Both the AIC and BIC are lower for the three-class solution, so we think this is a good model.
Cautions, Flies in the Ointment
We have focused on a very simple example here just to get you started. Here are some problems to watch out for.
Have you specified the right number of latent classes? Perhaps you have specified too many classes (i.e., people largely fall into 2 classes) or you may have specified too few classes (i.e., people really fall into 4 or more classes).
Are some of your measures/indicators lousy? All of our measures were really useful in distinguishing what type of drinker the person was. However, say we had a measure that was “Do you like broccoli?”. This would be a poor indicator, and each type of drinker would probably answer in a similar way, so this question would be a good candidate to discard.
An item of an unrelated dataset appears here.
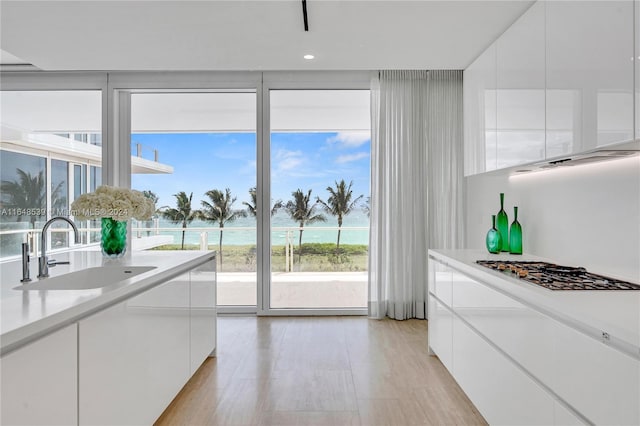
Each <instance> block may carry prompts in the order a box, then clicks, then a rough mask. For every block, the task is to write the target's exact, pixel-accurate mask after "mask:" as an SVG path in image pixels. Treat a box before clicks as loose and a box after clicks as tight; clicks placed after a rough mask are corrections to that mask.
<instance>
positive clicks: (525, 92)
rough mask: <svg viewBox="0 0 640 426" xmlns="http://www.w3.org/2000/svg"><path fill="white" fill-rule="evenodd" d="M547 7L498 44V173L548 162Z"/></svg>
mask: <svg viewBox="0 0 640 426" xmlns="http://www.w3.org/2000/svg"><path fill="white" fill-rule="evenodd" d="M545 4H546V2H537V3H534V4H533V6H531V8H529V10H527V11H526V12H525V13H524V14H523V15H522V16H521V17H520V18H519V19H518V20H517V21H516V22H515V23H514V24H513V25H512V26H511V27H510V28H509V29H508V30H507V31H506V32H505V33H504V34H502V36H500V38H499V39H498V40H497V42H496V46H497V53H496V56H497V71H496V75H497V98H496V102H497V113H496V117H497V145H496V153H497V154H496V156H497V158H496V168H498V169H501V168H504V167H510V166H514V165H517V164H524V163H530V162H534V161H539V160H542V159H544V158H545V39H544V37H545V34H544V19H545Z"/></svg>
Having developed this model to identify the different types of drinkers, we might be interested in trying to predict why someone is an alcoholic, or why someone is an abstainer. For example, we might be interested in whether parental drinking predicts being an alcoholic. Such analyses are possible but not discussed here.
References
Masyn, Katherine E. Latent Class Analysis and Finite Mixture Modeling. (2013). In The Oxford Handbook of Quantitative Methods. Edited by Todd Little.